Trois qualités attendues des gestionnaires d’un service public essentiel, à savoir le sens de l’anticipation, la maîtrise de la communication et le témoignage de considération ont gravement fait défaut, une fois de plus, avant que l’obstination cède un peu devant l’exaspération on ne peut plus fondée : le ministre a consenti au report des épreuves de spécialités, si lourdement coefficientées, de mars à mai. L’APHG en avait appuyé la demande, non sans être consciente du fait que sa satisfaction déboucherait sur la diminution du poids du contrôle terminal dans le dossier Parcours SUP des pré-bacheliers [2]. Ce que l’évaluation retardée gagnera en contenu, elle le perdra hélas en poids dans les candidatures aux formations supérieures, candidatures dont la procédure continue de poser problème, comme du reste la réforme du bac tout entière. Les accidents sanitaires n’ont fait qu’en mettre davantage en relief les erreurs et les fourvoiements. Elle est source pour les élèves de difficultés voire de détresse, elle impose aux professeurs un surcroît de travail, elle accentue les différences entre établissements, elle manque sa cible, louable, n’en déplaise aux esprits d’avant-garde pour qui la diplomation devrait être le cadet des soucis de l’École, le remusclage du baccalauréat qui était pourtant à l’horizon déterminé de l’ancien recteur de Créteil à son avènement rue de Grenelle. En guise de remusclage, de l’énervement, aux deux sens du mot. Celui des enseignants, avec le concours desquels les réformes ne sont jamais pensées. Celui du diplôme, encore un peu plus dévitalisé puisque tout se joue avant son obtention et qu’il inclut une épreuve inconsistante, superficielle et improbable, ce Grand Oral censé le couronner.
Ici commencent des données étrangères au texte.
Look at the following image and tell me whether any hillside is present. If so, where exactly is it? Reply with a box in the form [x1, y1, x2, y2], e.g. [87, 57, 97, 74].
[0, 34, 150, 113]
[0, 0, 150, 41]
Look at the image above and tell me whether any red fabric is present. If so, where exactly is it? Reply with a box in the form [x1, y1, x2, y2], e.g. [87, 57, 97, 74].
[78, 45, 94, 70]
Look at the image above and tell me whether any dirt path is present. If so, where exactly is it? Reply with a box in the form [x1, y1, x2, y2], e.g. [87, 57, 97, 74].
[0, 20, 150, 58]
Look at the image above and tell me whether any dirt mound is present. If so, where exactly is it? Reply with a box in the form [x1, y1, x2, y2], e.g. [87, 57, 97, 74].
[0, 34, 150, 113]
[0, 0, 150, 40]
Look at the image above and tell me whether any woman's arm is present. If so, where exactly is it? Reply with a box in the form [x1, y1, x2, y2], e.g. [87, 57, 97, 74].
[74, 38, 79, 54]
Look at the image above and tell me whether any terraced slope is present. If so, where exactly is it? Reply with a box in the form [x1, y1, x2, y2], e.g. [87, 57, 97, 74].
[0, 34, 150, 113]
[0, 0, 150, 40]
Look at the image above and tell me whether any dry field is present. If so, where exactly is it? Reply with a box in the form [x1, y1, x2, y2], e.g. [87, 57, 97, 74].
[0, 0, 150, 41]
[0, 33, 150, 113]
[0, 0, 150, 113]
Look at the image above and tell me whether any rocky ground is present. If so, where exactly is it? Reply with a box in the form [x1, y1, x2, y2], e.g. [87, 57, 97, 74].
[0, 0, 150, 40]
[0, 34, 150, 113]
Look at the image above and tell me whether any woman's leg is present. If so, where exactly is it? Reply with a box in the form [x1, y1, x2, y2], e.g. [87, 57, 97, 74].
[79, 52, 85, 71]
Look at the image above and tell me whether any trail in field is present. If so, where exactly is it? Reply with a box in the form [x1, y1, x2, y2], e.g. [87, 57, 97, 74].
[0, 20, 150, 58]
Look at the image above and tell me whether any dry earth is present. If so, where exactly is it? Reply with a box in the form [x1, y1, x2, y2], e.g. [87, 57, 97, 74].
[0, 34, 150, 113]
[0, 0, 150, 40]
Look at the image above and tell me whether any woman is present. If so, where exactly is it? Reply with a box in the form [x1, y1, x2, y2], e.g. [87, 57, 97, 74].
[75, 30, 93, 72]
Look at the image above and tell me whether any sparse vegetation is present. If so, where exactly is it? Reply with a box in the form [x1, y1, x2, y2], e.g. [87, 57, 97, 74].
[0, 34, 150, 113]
Semblable effet contraire aux intentions affichées est en train de se produire avec la réforme du Capes, vidé encore un peu plus de sa colonne vertébrale disciplinaire mais aussi de son attractivité en raison des conditions proprement répulsives de sa préparation qui impose aux candidats de remplir tant de tâches à la fois qu’elle les disperse au lieu de les mobiliser, les décourage au lieu de les stimuler, les épuise et les caporalise, faisant d’eux de surcroît une main d’œuvre bon marché. Espérons, sans excès de naïveté, que tout cela sera remis sur la table, comme quelques autres errements passés, à la lumière du bilan, au total si peu bénéfique aux professeurs, du présent ministériat qui s’achève.
Parti(e)s de campagne
Tous les cinq ans depuis vingt ans, la période de la campagne présidentielle convoque l’histoire et la géographie. À plusieurs titres. L’histoire des campagnes précédentes est toujours bonne à connaître car elle permet de relativiser ce qui semble inédit ; la géographie électorale renseigne beaucoup sur l’état des territoires. Mais nos disciplines sont aussi mobilisées par les candidats pour défendre des points de vue parfois totalement infondés. A cet égard, on ne peut qu’être saisi d’une vive inquiétude devant les falsifications éhontées d’un candidat dont l’initial patronymique renvoie au vengeur masqué d’une série d’antan. Vengeur des déclassés, essaie-t-il de faire croire. Mais le masque tombe vite et c’est à nous qu’il revient de débusquer toutes les « vérités alternatives » des candidats outranciers ainsi que les ressorts de leur géopolitique parfois bizarrement bienveillante envers des régimes spécialisés dans la perturbation du jeu démocratique. Jamais la vergogne n’avait autant manqué dans l’instrumentalisation du passé et des mémoires. Aux réhabilitations odieuses des uns répondent les anathèmes outragés des autres sur tel personnage ayant eu le grand tort de ne pas penser avec 300 ans d’avance sur son temps. Faire nation suppose de faire passé commun, ce qui ne veut pas dire consensuel ou univoque, mais signifie passé composé de clartés et d’ombres ; de faire espace commun, adjectif à l’exact opposé de communautarisé ; de faire monde commun, loin des segmentations catégorielles et victimaires. On ne peut pas dire que ces horizons soient très dégagés mais il nous revient de les éclairer à la lumière des savoirs et d’opposer ceux-ci aux opinions et aux amalgames à déconstruire et à désagréger. Là est la vigilance à manifester, l’éveil à maintenir en permanence. À dénoncer haut et fort est ce parallèle particulièrement abject fait par certains révoltés du samedi entre les non vaccinés qui s’estiment persécutés et les porteurs de l’étoile jaune des années sombres.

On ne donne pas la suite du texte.